En avril 1990, lors de la ren­con­tre de Tri­este j’ai réal­isé sur le vif l’énormité de la tâche. Il y avait, lors de cette man­i­fes­ta­tion appelée par les organ­isa­teurs “ Est, lab­o­ra­to­rio de la lib­er­ta ”, des com­pagnes et des com­pagnons venus de la RDA, à peine défunte, de la Fédéra­tion yougoslave qui n’allait pas tarder à éclater, de Russie (l’URSS à l’époque, mais pas pour longtemps), de Pologne, de Hon­grie… La diver­sité n’était pas seule­ment d’ordre géo­graphique et lin­guis­tique, puisque les représen­tants d’un même groupe ou courant “ nation­al ” défendaient par­fois des posi­tions dis­tinctes. Aus­si le bon­heur éprou­vé sur le coup était-il tem­péré par le con­stat que l’ “ inter­na­tionale ” lib­er­taire n’était pas pour tout de suite ni pour demain. Com­ment, dans une revue lib­er­taire des pays de l’Est, par­ler d’un ensem­ble si com­plexe, fraîche­ment con­sti­tué et dont cha­cune des com­posantes con­tin­u­ait à se chercher ? Et com­ment œuvr­er à la coor­di­na­tion d’initiatives aus­si divers­es sans favoris­er tel pro­gramme ou sensibilité ?

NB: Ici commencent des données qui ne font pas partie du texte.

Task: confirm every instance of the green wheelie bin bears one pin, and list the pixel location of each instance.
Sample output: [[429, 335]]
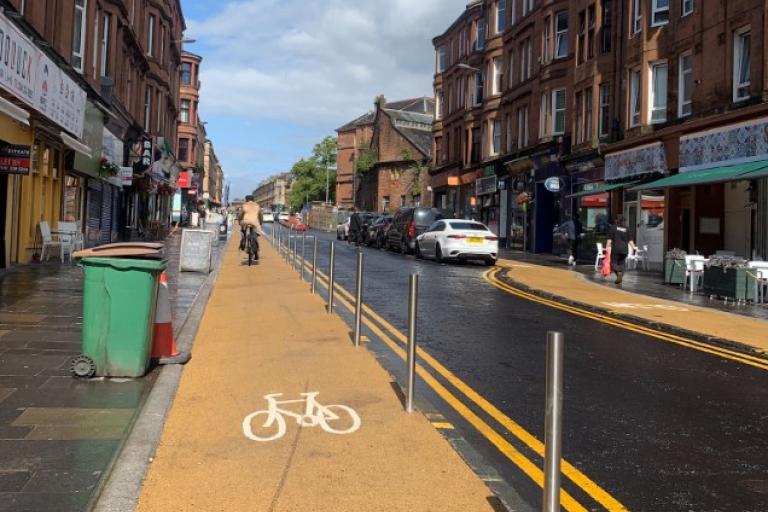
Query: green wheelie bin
[[119, 298]]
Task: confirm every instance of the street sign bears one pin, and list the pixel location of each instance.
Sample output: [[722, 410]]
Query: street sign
[[553, 184]]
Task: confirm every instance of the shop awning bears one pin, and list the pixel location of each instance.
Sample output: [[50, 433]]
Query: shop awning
[[722, 174], [602, 189]]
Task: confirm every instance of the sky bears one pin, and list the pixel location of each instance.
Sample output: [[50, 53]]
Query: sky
[[279, 75]]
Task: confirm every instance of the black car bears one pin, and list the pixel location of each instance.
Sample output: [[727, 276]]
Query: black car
[[377, 231], [358, 227], [410, 222]]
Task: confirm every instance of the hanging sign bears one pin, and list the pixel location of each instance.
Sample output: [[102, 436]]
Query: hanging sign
[[14, 159], [553, 184]]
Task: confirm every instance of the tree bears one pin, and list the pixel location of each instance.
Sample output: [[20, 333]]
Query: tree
[[309, 175]]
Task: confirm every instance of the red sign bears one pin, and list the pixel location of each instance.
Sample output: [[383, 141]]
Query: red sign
[[183, 181]]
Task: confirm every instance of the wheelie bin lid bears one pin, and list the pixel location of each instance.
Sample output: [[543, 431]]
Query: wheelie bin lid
[[153, 265]]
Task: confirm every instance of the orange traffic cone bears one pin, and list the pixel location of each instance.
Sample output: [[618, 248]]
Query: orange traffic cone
[[163, 343]]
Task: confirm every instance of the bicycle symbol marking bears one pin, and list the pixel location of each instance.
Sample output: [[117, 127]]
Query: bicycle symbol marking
[[333, 418]]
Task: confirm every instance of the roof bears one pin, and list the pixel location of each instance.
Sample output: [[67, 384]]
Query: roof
[[366, 118]]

Par ailleurs, et cela à cause de mon vécu est-européen et du sens des réal­ités qui en découle, je pressen­tais les lim­ites de la dynamique en cours à l’Est, y com­pris par­mi les lib­er­taires, en rai­son de la nature du change­ment qui l’avait ren­due pos­si­ble. Ce change­ment était le résul­tat inévitable de l’implosion du sys­tème cap­i­tal­iste d’État plutôt que l’aboutissement d’un mou­ve­ment social, de la dis­si­dence ou de l’opposition toutes ten­dances con­fon­dues. De nou­velles formes de dom­i­na­tion, par­fois encore plus sournois­es et plus bru­tales (dans le domaine socio-économique) que celles dont elles pre­naient le relais allaient finir par s’imposer dans les années qui ont suivi la chute du mur de Berlin. Les lib­er­taires, et pas seule­ment eux, en fer­ont les frais. Pour avoir vécu sous les deux régimes, la seule chose qui puisse me con­sol­er c’est l’idée, qui reste à con­firmer, que les gens pour­raient désor­mais forg­er sur place les moyens pour com­bat­tre ces nou­velles formes de dom­i­na­tion et, en atten­dant, lim­iter les dégâts qu’elles occa­sion­nent. De ce point de vue, le fait que le tra­vail entre­pris par le col­lec­tif Iztok dans les années 1980 n’ait plus sa place depuis les années 1990 est un bon signe.